A comparative evaluation of conventional and pretargeted radioimmunotherapy of CD20-expressing lymphoma xenografts

Abstract

Radioimmunotherapy with anti-CD20 monoclonal antibodies is a promising new treatment approach for patients with relapsed B-cell lymphomas. However, the majority of patients treated with conventional radiolabeled anti-CD20 antibodies eventually have a relapse because the low tumor-to-blood and tumor-to–normal organ ratios of absorbed radioactivity limit the dose that can be safely administered without hematopoietic stem cell support. This study assessed the ability of a streptavidin-biotin “pretargeting” approach to improve the biodistribution of radioactivity in mice bearing Ramos lymphoma xenografts. A pretargeted streptavidin-conjugated anti-CD20 1F5 antibody was infused, followed 24 hours later by a biotinylated N-acetylgalactosamine–containing “clearing agent” and finally 3 hours later by ¹¹¹In-labeled DOTA-biotin.
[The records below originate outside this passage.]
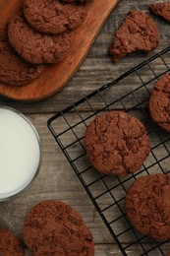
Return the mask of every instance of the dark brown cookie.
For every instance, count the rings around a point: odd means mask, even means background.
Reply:
[[[166,74],[156,83],[149,98],[151,118],[161,128],[170,132],[170,74]]]
[[[56,0],[25,0],[23,10],[33,29],[52,34],[76,29],[86,16],[85,7]]]
[[[142,123],[123,111],[96,117],[86,128],[85,146],[98,171],[118,175],[140,169],[150,151]]]
[[[170,174],[137,179],[126,197],[127,216],[136,228],[152,238],[170,238]]]
[[[58,63],[68,53],[73,34],[66,32],[58,35],[42,34],[32,30],[21,16],[9,23],[8,38],[18,54],[32,64]]]
[[[28,84],[44,72],[44,65],[31,65],[21,59],[8,43],[7,31],[0,32],[0,81],[12,86]]]
[[[0,228],[0,255],[24,256],[24,247],[19,239],[10,231]]]
[[[88,227],[78,212],[61,201],[35,205],[26,218],[24,236],[31,255],[94,255]]]
[[[170,23],[170,2],[151,4],[150,10]]]
[[[61,0],[62,1],[62,0]],[[63,0],[63,2],[66,2],[66,3],[74,3],[74,2],[77,2],[77,3],[80,3],[80,4],[84,4],[84,3],[86,3],[86,2],[89,2],[91,0]]]
[[[117,31],[109,52],[116,62],[127,53],[154,49],[158,42],[159,35],[154,21],[141,11],[131,11]]]

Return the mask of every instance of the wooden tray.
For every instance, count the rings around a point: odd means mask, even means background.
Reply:
[[[40,100],[63,89],[79,69],[97,36],[106,18],[119,0],[93,0],[85,21],[75,31],[76,36],[67,57],[59,64],[49,65],[43,75],[31,84],[12,87],[0,84],[0,95],[18,100]],[[0,0],[0,26],[22,7],[23,0]],[[1,61],[1,60],[0,60]]]

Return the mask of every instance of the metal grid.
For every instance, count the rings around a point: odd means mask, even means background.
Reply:
[[[170,47],[57,113],[47,123],[123,255],[132,255],[137,244],[138,255],[167,253],[167,241],[143,236],[130,224],[125,197],[130,185],[140,176],[170,171],[170,134],[152,122],[147,110],[150,92],[159,77],[169,72],[169,67]],[[127,83],[131,83],[131,92],[126,89]],[[84,147],[88,123],[102,112],[115,109],[139,118],[145,125],[151,144],[151,152],[142,167],[126,177],[96,171],[90,165]]]

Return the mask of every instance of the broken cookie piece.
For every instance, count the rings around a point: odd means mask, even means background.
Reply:
[[[143,12],[130,11],[122,27],[117,31],[109,52],[116,62],[127,53],[154,49],[158,43],[159,35],[154,21]]]

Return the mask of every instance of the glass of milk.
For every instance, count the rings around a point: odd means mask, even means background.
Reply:
[[[0,201],[26,188],[40,164],[40,140],[34,126],[19,111],[0,106]]]

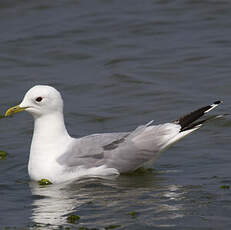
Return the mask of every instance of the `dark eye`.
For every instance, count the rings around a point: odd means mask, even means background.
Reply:
[[[42,97],[37,97],[35,100],[37,101],[37,102],[40,102],[40,101],[42,101]]]

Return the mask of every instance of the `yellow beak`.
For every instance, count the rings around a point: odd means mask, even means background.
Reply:
[[[24,111],[24,110],[27,109],[27,108],[28,108],[28,107],[20,107],[19,105],[16,105],[16,106],[14,106],[14,107],[11,107],[11,108],[9,108],[9,109],[6,111],[5,117],[10,116],[10,115],[12,115],[12,114],[14,114],[14,113],[22,112],[22,111]]]

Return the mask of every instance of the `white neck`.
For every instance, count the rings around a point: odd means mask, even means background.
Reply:
[[[36,117],[28,164],[30,177],[53,180],[61,170],[57,158],[65,152],[71,140],[61,112]]]
[[[56,112],[52,114],[37,117],[34,120],[33,142],[55,143],[61,141],[60,138],[69,138],[67,133],[63,113]]]

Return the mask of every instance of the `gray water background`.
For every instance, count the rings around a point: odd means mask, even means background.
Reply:
[[[218,99],[213,114],[231,113],[228,0],[1,0],[0,31],[1,113],[37,84],[62,92],[76,137]],[[231,185],[230,127],[229,116],[211,121],[152,171],[44,188],[27,174],[32,117],[2,119],[0,229],[230,229],[231,190],[220,188]]]

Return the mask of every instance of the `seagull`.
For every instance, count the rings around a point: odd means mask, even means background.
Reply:
[[[163,150],[192,133],[211,118],[197,121],[222,101],[197,109],[172,122],[153,121],[130,132],[71,137],[64,123],[63,99],[58,90],[36,85],[5,116],[27,111],[34,118],[28,173],[31,180],[52,183],[82,177],[106,177],[151,167]]]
Tumor-to-blood ratios were 3:1 or more with pretargeting, compared with 0.5:1 or less with conventional ¹¹¹In-1F5. Tumor-to–normal organ ratios of absorbed radioactivity up to 56:1 were observed with pretargeting, but were 6:1 or less with conventional ¹¹¹In-1F5. Therapy experiments demonstrated that 400 μCi (14.8 MBq) or more of conventional ⁹⁰Y-1F5 was required to obtain major tumor responses, but this dose was associated with lethal toxicity in 100% of mice. In marked contrast, up to 800 μCi (29.6 MBq)⁹⁰Y-DOTA-biotin could be safely administered by the pretargeting approach with only minor toxicity, and 89% of the mice were cured. These data suggest that anti-CD20 pretargeting shows great promise for improving current therapeutic options for B-cell lymphomas and warrants further preclinical and clinical testing.